Pros: Four difficulty levels -- from "kids" to "hard" -- let anyone rock out with this game. It's also fun for Rivers Cuomo fans to hear the Weezer frontman sing a bunch of religious tunes. It seems incongruous, but he pulls it off, and the music alone is worth the buy.

Cons: The price seems related to the fact that the app comes with nine Weezer songs (once you unlock all of the levels), but it's still steep for the iPhone app store. The graphics are also a little goofy: The goal of the game is to tap bright-colored presents that are flying out of a cartoon moon and across a snow-covered town. People who see you playing the game on the subway, and who can't hear the music, may wonder if you do things like collect stuffed animals in your spare time.

Mobile Menorah (iPhone, $0.99) -- You missed the start of Hanukkah this year (it was December 11), but it's not too late to have some digital holiday fun with this Menorah app. The application lets users light candles for each of Hanukkah's nights. And, if you mess up and light too many, you can always put them out and start over.

Pros: No matches required. The app also knows what day it is and adds candles to the Menorah accordingly. Also, when you leave the app and come back the next day, all of the candles remain lit. Unless your phone battery dies, there's little chance the digital oil on these candles is burning out anytime soon. Settings on the app also let you control how long your candles will burn.

Cons: Lighting the candles is tricky. Touch the middle candle to get things going and then drag that initial flame to the other candles to light the eight others.

A Story a Day Advent Calendar, Christmas 2009 (iPhone, $1.99) -- Good for the reader in the family, this app is a digital riff on the traditional countdown-to-Christmas calendar. Each day in December, users can click the calendar to view and read a classic short story by notable authors like Charles Dickens.

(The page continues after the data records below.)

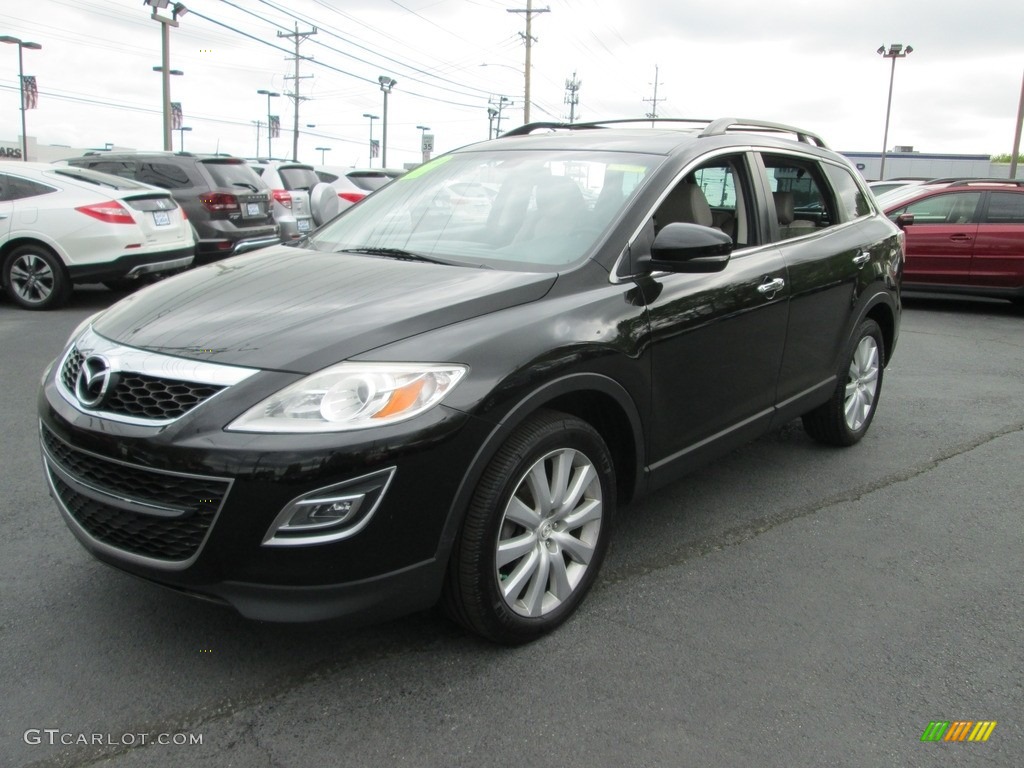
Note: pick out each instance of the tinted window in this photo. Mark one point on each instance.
(801, 202)
(118, 168)
(954, 208)
(298, 178)
(852, 203)
(14, 187)
(233, 174)
(166, 175)
(1006, 208)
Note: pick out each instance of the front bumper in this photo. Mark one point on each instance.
(189, 506)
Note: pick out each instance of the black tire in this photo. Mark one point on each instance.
(35, 278)
(511, 601)
(846, 417)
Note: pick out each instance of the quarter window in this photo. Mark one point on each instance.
(954, 208)
(799, 194)
(1005, 208)
(852, 203)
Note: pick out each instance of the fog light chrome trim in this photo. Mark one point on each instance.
(293, 526)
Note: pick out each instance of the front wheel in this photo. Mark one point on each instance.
(845, 419)
(536, 531)
(35, 278)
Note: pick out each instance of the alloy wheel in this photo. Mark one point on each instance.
(862, 384)
(549, 531)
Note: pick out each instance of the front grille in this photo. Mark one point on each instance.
(151, 536)
(143, 396)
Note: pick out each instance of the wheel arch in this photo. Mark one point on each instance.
(13, 244)
(882, 311)
(599, 400)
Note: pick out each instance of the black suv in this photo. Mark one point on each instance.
(414, 404)
(226, 203)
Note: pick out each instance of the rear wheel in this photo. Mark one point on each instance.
(35, 278)
(536, 531)
(845, 419)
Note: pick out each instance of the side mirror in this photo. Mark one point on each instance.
(688, 248)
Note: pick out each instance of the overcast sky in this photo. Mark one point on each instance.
(808, 64)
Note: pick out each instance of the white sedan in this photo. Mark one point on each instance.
(60, 225)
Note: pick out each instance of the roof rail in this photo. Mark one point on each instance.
(524, 130)
(711, 127)
(724, 125)
(975, 180)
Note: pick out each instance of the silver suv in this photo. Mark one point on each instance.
(291, 185)
(226, 203)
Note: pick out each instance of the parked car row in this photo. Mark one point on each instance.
(964, 236)
(60, 225)
(153, 213)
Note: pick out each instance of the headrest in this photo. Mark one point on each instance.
(784, 207)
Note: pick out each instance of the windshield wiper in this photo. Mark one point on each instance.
(397, 253)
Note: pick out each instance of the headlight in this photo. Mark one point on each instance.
(352, 395)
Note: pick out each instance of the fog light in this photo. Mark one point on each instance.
(331, 513)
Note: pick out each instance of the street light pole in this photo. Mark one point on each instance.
(386, 85)
(896, 50)
(423, 141)
(372, 119)
(269, 122)
(178, 9)
(20, 79)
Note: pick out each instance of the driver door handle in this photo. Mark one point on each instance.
(772, 287)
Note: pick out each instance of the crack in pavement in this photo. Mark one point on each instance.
(744, 532)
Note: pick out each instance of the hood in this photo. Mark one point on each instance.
(299, 310)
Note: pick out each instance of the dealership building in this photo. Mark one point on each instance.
(902, 162)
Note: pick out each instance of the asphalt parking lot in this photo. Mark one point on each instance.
(790, 605)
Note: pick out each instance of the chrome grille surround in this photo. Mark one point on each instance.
(153, 389)
(148, 516)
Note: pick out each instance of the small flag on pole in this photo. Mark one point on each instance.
(31, 92)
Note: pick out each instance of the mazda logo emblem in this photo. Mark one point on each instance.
(94, 381)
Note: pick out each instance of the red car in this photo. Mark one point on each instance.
(963, 236)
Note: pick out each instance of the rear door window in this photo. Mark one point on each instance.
(233, 174)
(166, 175)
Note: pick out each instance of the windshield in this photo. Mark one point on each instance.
(526, 210)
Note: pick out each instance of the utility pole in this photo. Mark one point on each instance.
(501, 103)
(572, 96)
(653, 101)
(298, 37)
(528, 11)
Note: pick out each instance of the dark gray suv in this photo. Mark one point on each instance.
(226, 202)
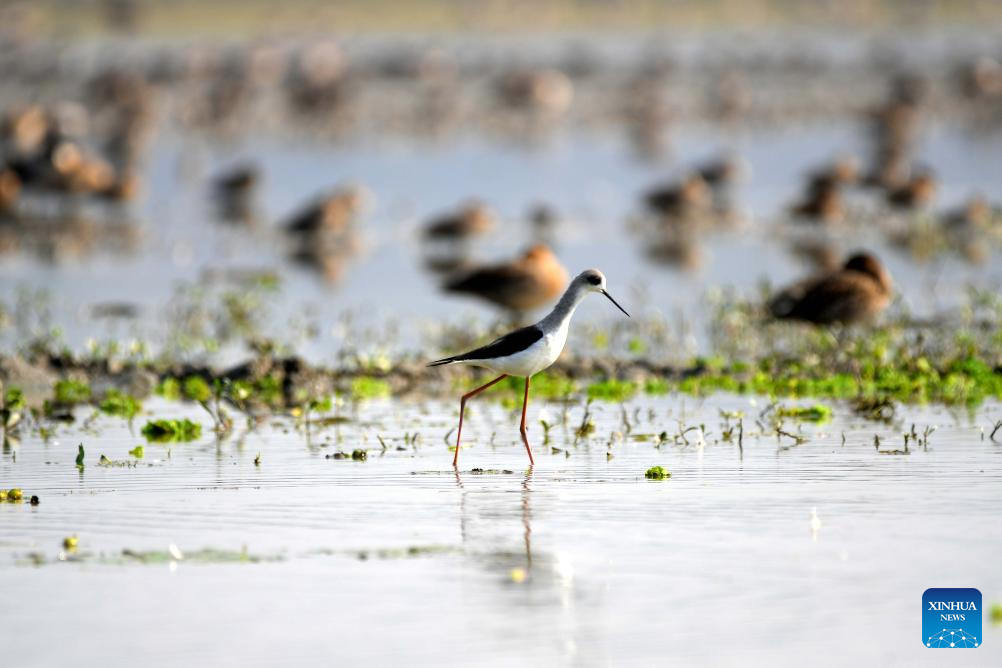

Pros: Soothing Christmas music plays with the app, giving it a festive feel. The stories are well-selected classics, and the app is simple to use. The program is aware of the current date and blocks all calendar squares from the future to prevent peeking. But a "cheat" function still lets nosy readers look ahead if they really want.

Cons: The short stories are long -- some upward of 30 pages. That doesn't mean they're not worth the read, but this is hardly an adequate substitute for the instant gratification of those advent calendars with chocolate or toys inside.